The Story of Corporal Tischbein
Created | Updated Nov 21, 2010
Last week, there was a holiday. Some of us got to talking, and discovered that there was some confusion about the meaning of the day – whether we called it Armistice Day, Remembrance Day, Poppy Day, or Veterans' Day.
In response to the unknown and ignorant person who told a German Hootooer she shouldn't wear a poppy, I offer this true account. Only one detail has been changed.
The Story of Corporal Tischbein
The other day, I was watching Claude Chabrol's film L'Oeil de Vichy, a collection of newsreel footage from the Second World War which chronicled the French experience in the years 1940-1945. The film began, of course, with shots of the 1940 Blitzkrieg invasion of France: the dive bombers, the refugees, the Dunkirk Miracle. And then, of course, one of the most famous scenes from 1940 – the massive German military parade through the Arc de Triomphe in Paris. Those stormtroopers goose-stepping down the Champs Elysees always send a chill down the observer's spine.
Not mine, of course. I always have to think of Corporal Tischbein.
Corporal Tischbein1 was a short, slight young man in the bloom of his youth who came from the German town of Euskirchen.
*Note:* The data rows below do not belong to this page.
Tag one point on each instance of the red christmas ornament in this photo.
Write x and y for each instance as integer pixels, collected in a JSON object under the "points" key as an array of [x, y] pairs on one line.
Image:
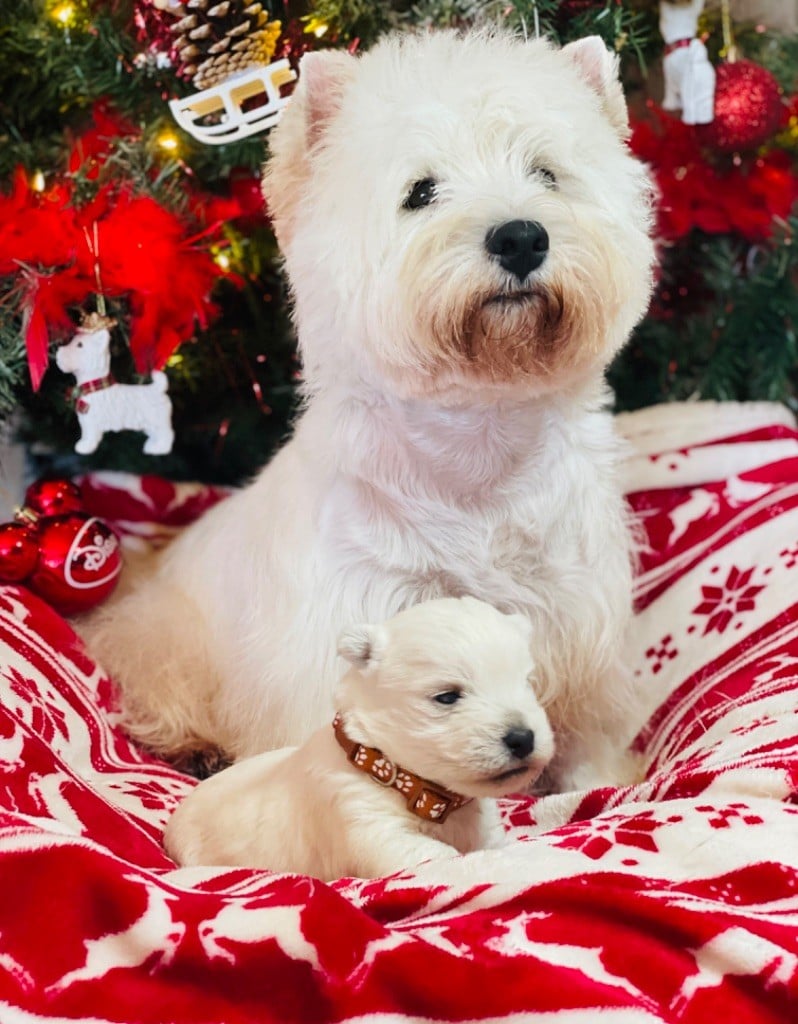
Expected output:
{"points": [[748, 108], [61, 553], [53, 497], [573, 8], [18, 551], [78, 564]]}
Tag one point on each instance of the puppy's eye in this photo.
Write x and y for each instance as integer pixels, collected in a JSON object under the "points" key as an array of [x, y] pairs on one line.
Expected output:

He spoke dialect, and had never been anywhere much before. But now, courtesy of the vast Nazi war machine, he was about to see Paris. Not only to see it, but to participate in one of the iconic moments in history.
Corporal Tischbein hadn't seen any fighting. The invasion had moved too swiftly for that, and he was a recent draftee, an unwilling participant in history. All he knew how to do, so far, was march. And march he did, in the direction of the French capital, as fast as his legs would carry him, driven not by military necessity – the opposition was already on the run – but by...
...a movie director.
The newsreel crews, you see, were busy creating that iconic moment. They knew just exactly what the Führer wanted to see. He wanted to see an overwhelming triumph. And a triumph he would have. They needed many, many troops – fresh, clean, orderly, military – to march under that arch. So Corporal Tischbein and his fellow soldiers were being force-marched the final fifty miles to Paris.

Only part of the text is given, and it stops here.